A half–truth is a deliberate pastiche of truth and falsehood, designed to have the appearance of candor and credibility while undermining, obscuring, or contradicting the real truth. Half–truths can be even more deadly than blatant lies because they deny the truth with such sinister subtlety.
Jesus called Satan “a liar and the father of lies” (John 8:44). A careful reading of Scripture reveals that the devil is also grandmaster of the half–truth. If you study the recorded lies of Satan in the Bible, you will discover many of them are furtive half–truths—deception and misdirection cleverly covered with a devious veneer of false sincerity. Sometimes Satan even fortified his falsehoods with partial, twisted, or out–of–context quotations taken from Scripture. That’s how he put Christ to the test. He quoted Psalm 91:11–12, for example, in an attempt to persuade Jesus to kill himself. The devil told Him, “If you are the Son of God, throw yourself down, for it is written, ‘He will command his angels concerning you,’ and ‘On their hands they will bear you up, lest you strike your foot against a stone’“ (Matthew 4:6). While that promise in the psalm is true enough, it speaks of God’s sovereign protection when bad things are done to us. It is not a guarantee that we won’t be harmed if we commit willful transgressions or wanton acts of reckless mischief. And since Scripture expressly forbids us to put God to the test, it would be a radically foolish sin for anyone to jump from the pinnacle of the Temple in order to see whether God would send angels to avert disaster. So Jesus answered Satan’s twisted half–truth with a simple quotation from Deuteronomy 6:16. “Again it is written, ‘You shall not put the Lord your God to the test’” (Matthew 4:7).

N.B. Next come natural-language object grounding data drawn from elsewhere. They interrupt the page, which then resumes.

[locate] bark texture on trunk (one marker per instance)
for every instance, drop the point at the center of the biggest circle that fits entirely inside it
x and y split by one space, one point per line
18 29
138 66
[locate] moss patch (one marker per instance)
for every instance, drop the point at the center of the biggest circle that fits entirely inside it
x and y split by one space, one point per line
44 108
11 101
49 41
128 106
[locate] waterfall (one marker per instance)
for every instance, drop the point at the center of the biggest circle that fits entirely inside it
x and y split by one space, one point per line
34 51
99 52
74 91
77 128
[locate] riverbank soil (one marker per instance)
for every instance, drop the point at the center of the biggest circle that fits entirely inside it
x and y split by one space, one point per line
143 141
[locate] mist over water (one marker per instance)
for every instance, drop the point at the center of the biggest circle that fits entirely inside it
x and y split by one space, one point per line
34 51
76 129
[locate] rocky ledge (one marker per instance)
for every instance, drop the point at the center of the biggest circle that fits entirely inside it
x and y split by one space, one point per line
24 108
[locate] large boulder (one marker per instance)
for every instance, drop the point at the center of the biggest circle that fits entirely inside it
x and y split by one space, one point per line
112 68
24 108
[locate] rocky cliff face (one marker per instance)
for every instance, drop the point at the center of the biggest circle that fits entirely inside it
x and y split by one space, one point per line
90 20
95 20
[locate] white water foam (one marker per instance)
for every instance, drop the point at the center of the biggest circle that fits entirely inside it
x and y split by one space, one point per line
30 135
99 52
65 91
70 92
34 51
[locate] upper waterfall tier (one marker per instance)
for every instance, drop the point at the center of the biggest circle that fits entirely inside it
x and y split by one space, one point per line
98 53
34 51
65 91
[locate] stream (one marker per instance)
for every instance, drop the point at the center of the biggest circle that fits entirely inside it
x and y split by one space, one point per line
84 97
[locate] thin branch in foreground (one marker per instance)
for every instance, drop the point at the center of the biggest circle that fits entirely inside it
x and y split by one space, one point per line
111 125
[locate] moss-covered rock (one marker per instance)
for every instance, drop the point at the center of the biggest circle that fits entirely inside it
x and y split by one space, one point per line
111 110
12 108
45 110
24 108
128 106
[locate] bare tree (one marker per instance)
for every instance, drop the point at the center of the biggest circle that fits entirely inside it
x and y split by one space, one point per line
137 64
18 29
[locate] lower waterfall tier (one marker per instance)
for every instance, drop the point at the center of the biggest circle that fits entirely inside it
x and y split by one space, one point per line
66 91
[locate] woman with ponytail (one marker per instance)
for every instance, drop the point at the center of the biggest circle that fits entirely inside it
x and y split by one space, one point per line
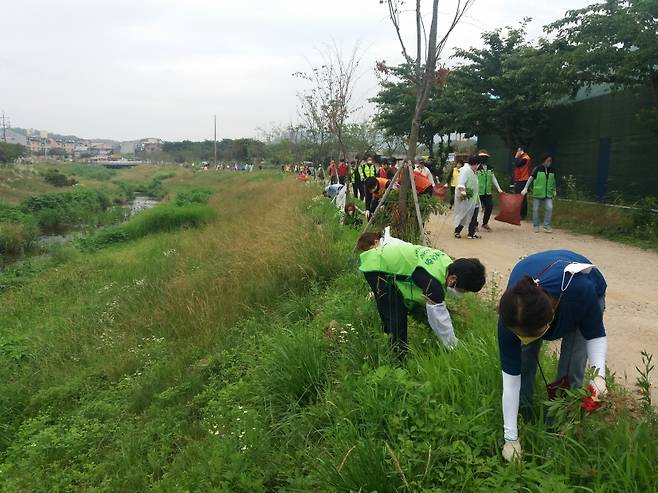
551 295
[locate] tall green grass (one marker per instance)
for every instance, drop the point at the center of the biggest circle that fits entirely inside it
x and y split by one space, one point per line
162 218
247 356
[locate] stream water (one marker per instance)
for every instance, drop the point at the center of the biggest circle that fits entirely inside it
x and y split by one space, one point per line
137 204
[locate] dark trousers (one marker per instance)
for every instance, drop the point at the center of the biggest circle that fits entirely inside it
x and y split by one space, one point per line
487 206
391 307
472 226
362 191
518 186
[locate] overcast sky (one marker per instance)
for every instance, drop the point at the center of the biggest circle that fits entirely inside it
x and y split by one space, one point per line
127 69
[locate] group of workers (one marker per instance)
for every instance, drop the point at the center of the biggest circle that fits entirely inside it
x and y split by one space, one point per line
472 183
550 295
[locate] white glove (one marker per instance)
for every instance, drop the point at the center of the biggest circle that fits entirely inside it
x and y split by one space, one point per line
439 319
598 387
512 451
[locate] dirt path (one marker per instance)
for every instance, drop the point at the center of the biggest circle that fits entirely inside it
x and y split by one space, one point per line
631 316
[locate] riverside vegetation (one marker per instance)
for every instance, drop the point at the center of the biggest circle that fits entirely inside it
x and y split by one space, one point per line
245 355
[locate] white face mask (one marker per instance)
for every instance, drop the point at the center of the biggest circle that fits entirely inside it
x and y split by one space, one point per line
454 293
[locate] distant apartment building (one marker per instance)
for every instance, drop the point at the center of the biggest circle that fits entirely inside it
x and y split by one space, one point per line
12 137
129 146
149 145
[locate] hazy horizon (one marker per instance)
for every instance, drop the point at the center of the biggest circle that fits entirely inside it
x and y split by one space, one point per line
128 70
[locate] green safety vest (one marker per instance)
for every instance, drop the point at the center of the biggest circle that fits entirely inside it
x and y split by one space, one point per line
543 186
366 170
485 181
400 260
472 184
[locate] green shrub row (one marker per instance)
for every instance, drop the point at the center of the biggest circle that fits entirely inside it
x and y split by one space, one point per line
162 218
194 196
18 231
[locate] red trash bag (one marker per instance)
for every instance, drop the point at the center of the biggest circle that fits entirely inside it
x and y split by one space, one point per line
510 208
440 191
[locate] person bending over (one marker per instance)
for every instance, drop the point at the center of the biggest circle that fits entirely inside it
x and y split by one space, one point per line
551 295
402 275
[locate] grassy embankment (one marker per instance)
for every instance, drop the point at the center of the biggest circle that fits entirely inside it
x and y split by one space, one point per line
88 197
245 356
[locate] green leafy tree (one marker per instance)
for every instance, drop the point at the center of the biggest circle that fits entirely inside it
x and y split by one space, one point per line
396 102
506 87
614 42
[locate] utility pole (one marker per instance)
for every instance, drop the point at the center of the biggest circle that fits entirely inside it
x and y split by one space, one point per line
5 124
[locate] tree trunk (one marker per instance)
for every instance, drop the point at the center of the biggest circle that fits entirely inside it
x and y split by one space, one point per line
424 83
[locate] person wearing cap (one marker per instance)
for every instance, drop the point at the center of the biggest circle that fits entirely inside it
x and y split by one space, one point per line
551 295
544 190
467 201
522 168
374 188
357 186
342 172
426 172
486 181
402 275
453 178
333 172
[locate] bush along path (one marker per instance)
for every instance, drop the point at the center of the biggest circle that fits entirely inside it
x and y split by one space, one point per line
265 369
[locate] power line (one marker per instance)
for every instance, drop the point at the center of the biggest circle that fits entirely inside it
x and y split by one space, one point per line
5 124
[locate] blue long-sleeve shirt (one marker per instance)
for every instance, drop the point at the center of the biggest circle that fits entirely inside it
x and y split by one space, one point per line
579 307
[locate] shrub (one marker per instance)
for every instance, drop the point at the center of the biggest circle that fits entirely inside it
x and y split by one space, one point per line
92 172
58 211
57 179
15 238
194 196
296 369
162 218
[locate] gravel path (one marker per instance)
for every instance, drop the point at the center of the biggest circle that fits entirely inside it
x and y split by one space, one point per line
631 315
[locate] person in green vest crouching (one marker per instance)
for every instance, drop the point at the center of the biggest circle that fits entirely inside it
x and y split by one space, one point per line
402 275
544 190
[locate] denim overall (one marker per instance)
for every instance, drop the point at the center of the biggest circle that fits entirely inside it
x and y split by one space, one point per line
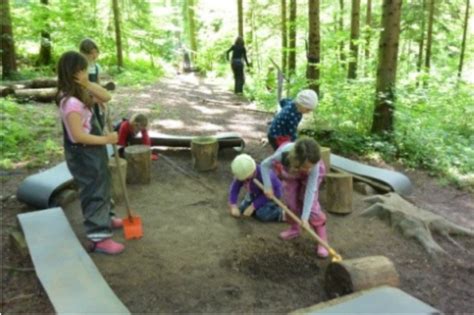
94 77
88 165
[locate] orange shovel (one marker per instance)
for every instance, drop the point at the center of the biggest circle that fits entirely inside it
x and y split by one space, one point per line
132 225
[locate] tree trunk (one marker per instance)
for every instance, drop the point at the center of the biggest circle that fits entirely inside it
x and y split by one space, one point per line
314 49
352 275
342 55
7 42
204 153
192 29
118 35
387 67
116 187
421 41
338 193
284 38
45 55
138 164
368 25
463 44
292 39
45 95
355 33
240 18
429 39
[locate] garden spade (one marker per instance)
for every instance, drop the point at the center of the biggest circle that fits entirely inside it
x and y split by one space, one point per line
132 225
351 275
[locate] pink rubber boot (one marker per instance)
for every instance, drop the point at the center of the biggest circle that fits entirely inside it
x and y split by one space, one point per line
291 233
321 231
108 246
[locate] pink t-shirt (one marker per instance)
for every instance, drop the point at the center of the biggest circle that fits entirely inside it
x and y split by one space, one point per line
70 105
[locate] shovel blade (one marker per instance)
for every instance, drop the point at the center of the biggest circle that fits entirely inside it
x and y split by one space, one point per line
132 227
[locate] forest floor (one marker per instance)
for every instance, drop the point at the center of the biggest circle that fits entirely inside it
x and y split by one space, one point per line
196 258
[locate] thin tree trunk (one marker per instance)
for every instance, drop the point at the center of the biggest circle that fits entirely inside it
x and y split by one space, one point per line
45 54
240 18
463 44
368 24
192 28
292 39
284 37
118 35
355 33
6 41
429 39
342 55
314 49
387 67
421 41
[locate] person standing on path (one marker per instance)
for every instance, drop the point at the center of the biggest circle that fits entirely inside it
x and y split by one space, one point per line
239 56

The devil told Eve, “When you eat of [the forbidden fruit] your eyes will be opened . . . knowing good and evil.” True. But he added, “And you will be like God.” False. In fact, that’s a damnable and damning lie. That one half–truth led to the fall of humanity and opened the door to all the evil in the material universe.
The key danger of half–truths is that they tend to make lies and errors seem good, or sound appealing. We live in an era when multitudes—including countless professing Christians—are perfectly willing to accept half–truths, especially in the realm of Bible doctrine and gospel preaching. Anyone who has ever tried to correct a popular but deadly theological error knows this to be the case. People claim they can “eat the meat and spit out the bones.” But when a half–truth corrupts the gospel, the doctrine of Christ’s incarnation, or any other cardinal Christian truth, “eating the meat” from those bones is not a biblically sound or spiritually safe approach to dealing with error. See Galatians 1:8–9 or 2 John 7–11. There’s a very good reason no one tries to harvest the meat from six–day–old roadkill.
Flip Michaels has produced this incredibly helpful resource to help readers untangle truth from error in five of the devil’s most popular theological half–truths. I love the clarity and energy with which he writes. I love the skill with which he answers the enemy’s falsehoods. And I love his obvious devotion to biblical truth. In a simple yet profound way he gives us the truth, the whole truth, and nothing but the truth. That, of course, is the only acceptable way to present biblical truth. I trust this book will have a very long shelf life, and I pray that it will reach a very large audience.
Phil Johnson is the Executive Director of Grace to You, and a pastor/elder at Grace Community Church in Sun Valley, CA. He has been closely associated with John MacArthur since 1981 and edits most of John’s major books. Phil also maintains several popular websites, including The Spurgeon Archive, The Hall of Church History, and the Pyromaniacs blog.
. Charles Haddon Spurgeon, The Salt Cellars: Being a Collection of Proverbs, Together with Homely Notes Thereon, (London: Passmore & Alabaster, 1889), 240.